When hardening tools made from high-speed steel, it is necessary to vary the treatment to suit the particular class of tool. For instance, it is customary to heat ordinary lathe and planer tools nearly to the fusing point; in fact they are usually brought to a temperature that causes the edges and corners to drip, then placed in a strong blast of air, or dipped in cottonseed oil. When hardening reamers, taps, drills, milling-machine cutters, and other tools having slender projecting portions, or standard forms, it is not possible to heat them to such a temperature and preserve the shapes and slender portions, as they would be melted away; neither can they be cooled in an air blast, as the action of the air is to oxidize the slender portions and so to render the tool unfit for use. Most tools used in the lathe, planer, and similar machines, can be ground to shape after hardening, and the melting-away of the edges and corners does little or no harm; but taps, dies, reamers, and formed milling cutters must retain their shapes as they cannot be ground to form after hardening.

Lathe and planer tools of ordinary design may be heated in a fire of coke or well-coked blacksmith's coal, in an ordinary forge, although better results are obtained if they are heated in a furnace specially designed for high-speed steel; long slender articles, such as taps and reamers, give best results if heated in a furnace of the design shown in Fig. 22. This furnace is so constructed that the flame moves around the walls thus leaving a space at the center free from the direct flame.

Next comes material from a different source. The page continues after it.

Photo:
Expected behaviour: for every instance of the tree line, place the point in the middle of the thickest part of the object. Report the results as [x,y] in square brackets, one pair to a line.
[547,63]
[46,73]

The tools are suspended from the top as shown and in the center, thus preventing oxidation of the steel.

Fig. 22. Cylindrical Hardening Furnace for High-Speed Steal.

Courtesy of American Gas Furnace Company, New York City.

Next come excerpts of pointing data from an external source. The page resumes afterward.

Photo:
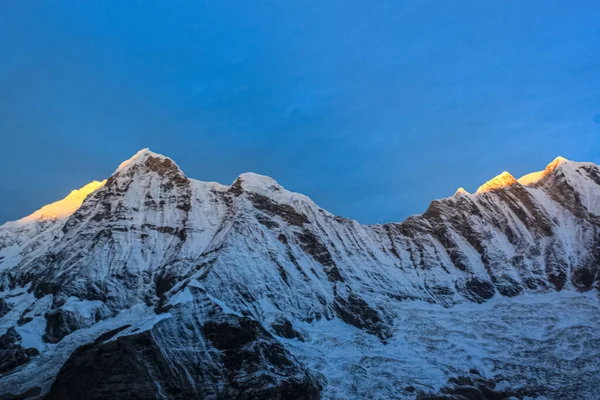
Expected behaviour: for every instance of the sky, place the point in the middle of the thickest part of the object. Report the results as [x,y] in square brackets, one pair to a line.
[371,108]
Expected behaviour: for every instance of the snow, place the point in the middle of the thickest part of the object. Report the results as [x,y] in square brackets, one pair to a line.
[139,158]
[229,258]
[503,180]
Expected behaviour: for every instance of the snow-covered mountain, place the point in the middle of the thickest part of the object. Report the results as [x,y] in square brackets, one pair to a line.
[154,285]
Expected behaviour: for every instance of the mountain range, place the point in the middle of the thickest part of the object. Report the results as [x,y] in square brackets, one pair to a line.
[150,284]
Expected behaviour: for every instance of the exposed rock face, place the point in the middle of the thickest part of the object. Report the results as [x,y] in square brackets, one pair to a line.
[221,286]
[12,354]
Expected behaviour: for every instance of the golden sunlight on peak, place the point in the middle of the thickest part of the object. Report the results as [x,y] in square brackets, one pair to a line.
[65,207]
[500,181]
[555,163]
[534,177]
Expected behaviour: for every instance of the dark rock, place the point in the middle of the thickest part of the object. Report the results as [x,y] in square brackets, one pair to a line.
[4,308]
[12,354]
[284,328]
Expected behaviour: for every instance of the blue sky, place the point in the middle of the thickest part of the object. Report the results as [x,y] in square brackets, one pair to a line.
[372,108]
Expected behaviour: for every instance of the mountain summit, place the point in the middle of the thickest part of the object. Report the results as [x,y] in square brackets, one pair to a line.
[154,285]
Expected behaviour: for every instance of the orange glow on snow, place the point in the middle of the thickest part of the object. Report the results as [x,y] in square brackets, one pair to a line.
[501,181]
[65,207]
[536,176]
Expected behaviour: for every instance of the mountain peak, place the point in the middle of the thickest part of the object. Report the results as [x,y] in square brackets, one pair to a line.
[65,207]
[555,163]
[140,157]
[461,190]
[503,180]
[534,177]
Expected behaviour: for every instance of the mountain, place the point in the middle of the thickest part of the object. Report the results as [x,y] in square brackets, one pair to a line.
[154,285]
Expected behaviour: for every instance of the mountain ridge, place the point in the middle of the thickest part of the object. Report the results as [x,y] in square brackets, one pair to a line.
[157,255]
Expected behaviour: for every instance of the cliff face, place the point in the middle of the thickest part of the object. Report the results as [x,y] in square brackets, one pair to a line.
[231,291]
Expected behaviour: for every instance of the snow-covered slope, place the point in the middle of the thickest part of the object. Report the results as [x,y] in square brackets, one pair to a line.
[197,289]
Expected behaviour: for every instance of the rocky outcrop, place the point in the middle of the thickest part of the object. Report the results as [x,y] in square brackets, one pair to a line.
[12,354]
[151,244]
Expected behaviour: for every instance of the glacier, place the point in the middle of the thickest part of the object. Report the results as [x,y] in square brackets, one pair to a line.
[155,285]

Milling-machine cutters, punch-press dies, and many other forms of tools should be heated in an oven furnace as shown in Fig. 23. Tools heated in this form of furnace should not be placed on the bottom but on a piece of fire brick, as shown.

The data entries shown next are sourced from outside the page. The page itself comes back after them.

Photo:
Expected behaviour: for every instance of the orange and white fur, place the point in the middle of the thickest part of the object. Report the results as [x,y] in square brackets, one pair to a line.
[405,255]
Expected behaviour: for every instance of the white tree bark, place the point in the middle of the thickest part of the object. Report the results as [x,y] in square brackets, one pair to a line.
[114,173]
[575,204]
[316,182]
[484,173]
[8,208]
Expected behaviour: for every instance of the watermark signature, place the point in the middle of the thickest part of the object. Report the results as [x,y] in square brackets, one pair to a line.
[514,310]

As the temperature in a furnace being used for heating highspeed steel is extremely high, cold tools should not be placed directly in the furnace, but should be preheated in an open fire or in a slow fire of some kind, brought to a red heat, and then put into the special furnace. The sudden and unequal expansion of a piece of cold steel when placed in contact with a very high temperature, would cause it to crack m various parts.